Ik geloof dat het belangrijk is om deze twee lijnen niet van elkaar los te maken, of om de ene lijn ten koste van de andere eenzijdig te benadrukken. Ik zeg dat zo nadrukkelijk omdat dat volgens mij wel veel gebeurt. Heel vaak heb ik, als er aandacht werd gevraagd voor het werk van de Geest, waarschuwend horen zeggen: ‘Maar het is wel de Geest van Chrístus! De Geest vraagt geen aandacht voor zichzelf, hij verheerlijkt de Zoon!’ En daarbij werd dan een brede armzwaai gemaakt: ‘De Geest wijst van zichzelf af naar Christus: gekruisigd op Golgota, zittend aan Gods rechterhand en weerkomend op de wolken’. 

Maar deze voorstelling van zaken doet geen recht aan de intense verbondenheid van de Geest en Christus. Zeker, het is helemaal waar: de Geest verheerlijkt Jezus! Hij wil niets liever. Het is zijn lust en zijn leven om Jezus Christus groot te maken en om het volle licht op hem te laten vallen, die het licht voor de wereld is. Zo spreekt Jezus daar zelf ook over: ‘De Geest van de waarheid zal jullie, wanneer hij komt, de weg wijzen naar de volle waarheid. Hij zal niet namens zichzelf spreken, maar hij zal zeggen wat hij hoort en jullie bekendmaken wat komen gaat. Door jullie bekend te maken wat hij van mij heeft, zal hij mij eren.’ (Johannes 16:13-14). En de centrale vraag is nu: hoe verheerlijkt de Geest Jezus?

De Geest verheerlijkt Jezus door hem zichtbaar te maken. Want hij opent de ogen van ons hart voor de glorie van Christus (Efeziërs 1:17-18).

De Geest verheerlijkt Jezus door zijn woorden te spreken. De woorden van Jezus laat hij landen in ons hart en ons leven (Kolossenzen 3:16).

De Geest verheerlijkt Jezus door zijn aanwezigheid op aarde te zijn.
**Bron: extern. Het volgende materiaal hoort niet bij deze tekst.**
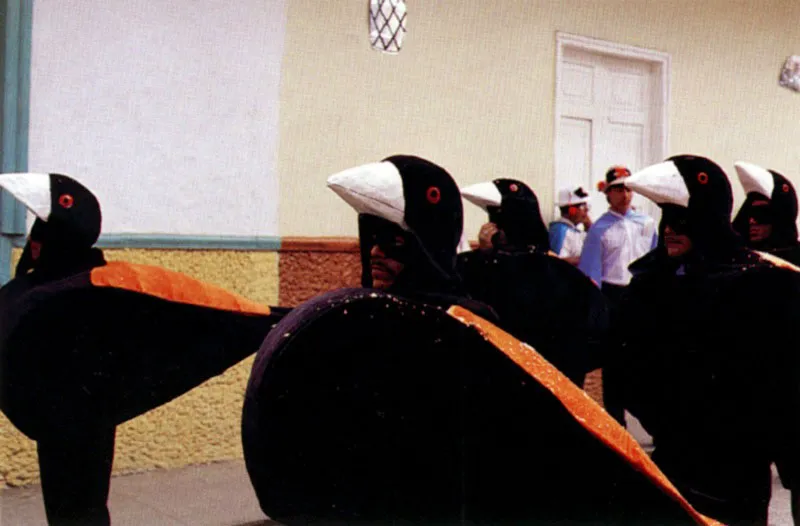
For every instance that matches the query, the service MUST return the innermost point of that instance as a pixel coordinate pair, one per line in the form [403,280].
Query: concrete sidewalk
[217,494]
[210,495]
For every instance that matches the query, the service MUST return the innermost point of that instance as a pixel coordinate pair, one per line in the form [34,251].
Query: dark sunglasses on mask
[677,220]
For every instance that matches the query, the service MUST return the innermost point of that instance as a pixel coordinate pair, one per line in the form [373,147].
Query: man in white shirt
[618,238]
[566,236]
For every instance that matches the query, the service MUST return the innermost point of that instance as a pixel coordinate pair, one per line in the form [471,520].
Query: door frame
[659,59]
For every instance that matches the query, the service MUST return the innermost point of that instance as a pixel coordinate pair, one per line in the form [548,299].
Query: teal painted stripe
[17,34]
[16,105]
[179,242]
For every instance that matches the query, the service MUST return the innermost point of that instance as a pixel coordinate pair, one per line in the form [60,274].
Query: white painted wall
[166,109]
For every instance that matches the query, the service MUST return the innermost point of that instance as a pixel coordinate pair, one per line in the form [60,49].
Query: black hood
[514,208]
[68,221]
[781,212]
[408,196]
[519,216]
[695,196]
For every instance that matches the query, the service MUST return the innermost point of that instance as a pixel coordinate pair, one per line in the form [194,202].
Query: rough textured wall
[308,268]
[198,427]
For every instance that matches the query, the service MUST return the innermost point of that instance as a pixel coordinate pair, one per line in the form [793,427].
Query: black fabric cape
[366,408]
[708,362]
[99,345]
[545,302]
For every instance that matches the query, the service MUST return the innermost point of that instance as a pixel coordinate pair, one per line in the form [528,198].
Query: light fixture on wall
[387,25]
[790,73]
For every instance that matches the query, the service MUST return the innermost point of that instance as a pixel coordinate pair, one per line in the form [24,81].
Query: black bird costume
[86,345]
[539,298]
[366,408]
[374,407]
[415,199]
[779,211]
[707,357]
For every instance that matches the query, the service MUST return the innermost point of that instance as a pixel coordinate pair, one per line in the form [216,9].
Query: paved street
[212,495]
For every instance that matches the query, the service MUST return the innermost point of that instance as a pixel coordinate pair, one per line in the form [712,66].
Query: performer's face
[579,213]
[383,267]
[759,229]
[676,242]
[619,198]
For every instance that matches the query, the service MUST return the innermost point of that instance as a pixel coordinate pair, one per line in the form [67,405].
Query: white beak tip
[32,189]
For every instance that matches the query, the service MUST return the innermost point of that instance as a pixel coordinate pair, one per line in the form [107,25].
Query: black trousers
[611,400]
[75,468]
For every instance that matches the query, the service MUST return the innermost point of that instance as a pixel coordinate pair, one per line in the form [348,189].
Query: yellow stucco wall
[200,426]
[474,90]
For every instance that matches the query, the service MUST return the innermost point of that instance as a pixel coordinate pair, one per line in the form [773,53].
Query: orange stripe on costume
[778,262]
[585,410]
[172,286]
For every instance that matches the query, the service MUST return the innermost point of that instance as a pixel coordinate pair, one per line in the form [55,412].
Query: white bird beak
[482,194]
[755,179]
[661,183]
[33,189]
[375,188]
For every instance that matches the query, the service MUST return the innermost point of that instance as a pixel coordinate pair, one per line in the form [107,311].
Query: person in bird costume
[706,354]
[86,345]
[539,298]
[378,405]
[768,218]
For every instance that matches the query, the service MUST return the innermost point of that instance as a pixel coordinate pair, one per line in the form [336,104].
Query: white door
[609,113]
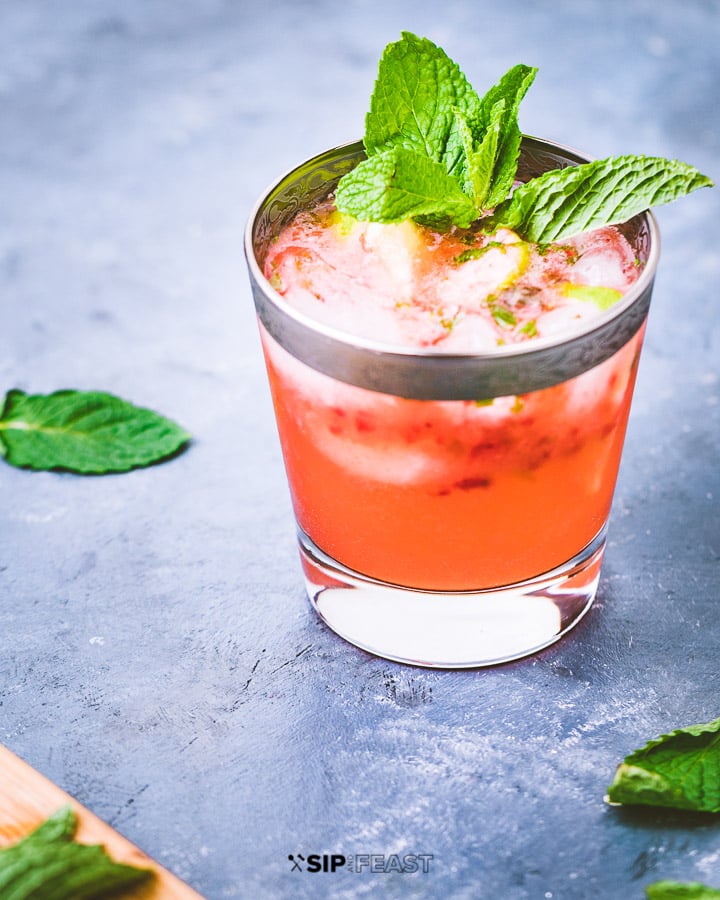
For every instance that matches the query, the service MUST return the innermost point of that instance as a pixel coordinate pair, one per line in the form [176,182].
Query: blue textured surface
[159,660]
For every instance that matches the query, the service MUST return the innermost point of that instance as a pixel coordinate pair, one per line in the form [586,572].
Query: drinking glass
[451,508]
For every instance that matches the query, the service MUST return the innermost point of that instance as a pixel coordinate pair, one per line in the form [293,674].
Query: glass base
[451,629]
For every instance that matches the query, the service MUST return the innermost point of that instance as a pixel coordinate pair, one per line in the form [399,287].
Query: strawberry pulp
[449,495]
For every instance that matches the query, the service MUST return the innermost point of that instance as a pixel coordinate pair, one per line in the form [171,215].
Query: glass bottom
[451,629]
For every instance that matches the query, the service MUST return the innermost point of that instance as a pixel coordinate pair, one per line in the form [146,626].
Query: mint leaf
[566,202]
[48,863]
[398,184]
[417,90]
[481,157]
[679,770]
[422,103]
[87,432]
[600,296]
[677,890]
[509,91]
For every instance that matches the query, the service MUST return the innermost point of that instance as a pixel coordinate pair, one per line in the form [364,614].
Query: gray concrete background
[158,658]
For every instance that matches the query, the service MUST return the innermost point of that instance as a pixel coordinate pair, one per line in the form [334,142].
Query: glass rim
[284,322]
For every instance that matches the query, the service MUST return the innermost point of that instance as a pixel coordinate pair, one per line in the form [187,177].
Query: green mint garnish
[600,296]
[88,432]
[48,863]
[677,890]
[565,202]
[679,770]
[440,154]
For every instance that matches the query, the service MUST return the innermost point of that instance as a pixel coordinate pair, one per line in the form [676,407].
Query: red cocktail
[451,457]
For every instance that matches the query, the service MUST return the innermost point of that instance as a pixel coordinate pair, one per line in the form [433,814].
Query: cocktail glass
[451,509]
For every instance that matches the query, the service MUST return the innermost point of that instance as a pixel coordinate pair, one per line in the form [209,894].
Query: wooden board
[27,798]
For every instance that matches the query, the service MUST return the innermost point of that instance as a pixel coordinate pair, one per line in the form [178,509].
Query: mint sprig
[48,863]
[681,890]
[438,152]
[435,148]
[679,770]
[90,432]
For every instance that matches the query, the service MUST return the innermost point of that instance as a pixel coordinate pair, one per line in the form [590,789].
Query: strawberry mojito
[451,316]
In de Geest is hij met ons, alle dagen tot aan de voltooiing van deze wereld (Matteüs 28:20).

De Geest verheerlijkt Jezus door hem ervaarbaar te maken. Leven met Christus is genieten van het wandelen door de Geest en merken dat je leven daardoor opbloeit (Galaten 5:16).

De Geest verheerlijkt Jezus door ons te laten delen in de vrijheid van Christus. Want alleen Christus maakt werkelijk vrij (2 Korintiërs 3:17).

De Geest verheerlijkt Jezus door hem in ons hart te brengen. Door het geloof gaat Christus wonen in ons hart (Efeziërs 3:17).

De Geest verheerlijkt Jezus door ons te vormen naar zijn beeld. Want we mogen, als kinderen van God, door zijn vernieuwende werk steeds meer op de Zoon van God gaan lijken (Romeinen 8:30).

De Geest verheerlijkt Jezus door ons te laten streven wat boven is, waar Christus zit aan de rechterhand van Gods (Kolossenzen 3:1).

Reduceer de Geest dus nooit tot zoiets als een ANWB-bord, dat slechts de weg wijst. In de Geest hebben we met Jezus Christus zelf te maken.

Om te doen

Terwijl ik dit schrijf, zie ik de lichtinval van de zon die via het raam van mijn zolderkamer naar binnenkomt. Stel je dat nog eens wat verder voor en probeer de heilige Geest te zien als Christus’ lichtinval in jouw leven.

Om te leren

Moge de God van onze Heer Jezus Christus, de vader van alle luister, u een geest van inzicht schenken in wat geopenbaard is, opdat u hem zult kennen. Moge uw hart verlicht worden, zodat u zult zien waarop u hopen mag nu hij u geroepen heeft.

Efeziërs 1:17-18

Om te bidden

Heilige Geest, ook u bent al onze aanbidding waard. Dank u dat u Jezus Christus heel persoonlijk vertegenwoordigt hier op aarde. Dank u dat het uw lust en uw leven is om Jezus zichtbaar te maken voor ons en in ons. Dank u dat u net als Jezus een pleitbezorger en trooster bent. Geef dat ik mag groeien door uw Woord en werk in mij in het kennen en intens beminnen van Jezus, mijn Heer en mijn God. Amen.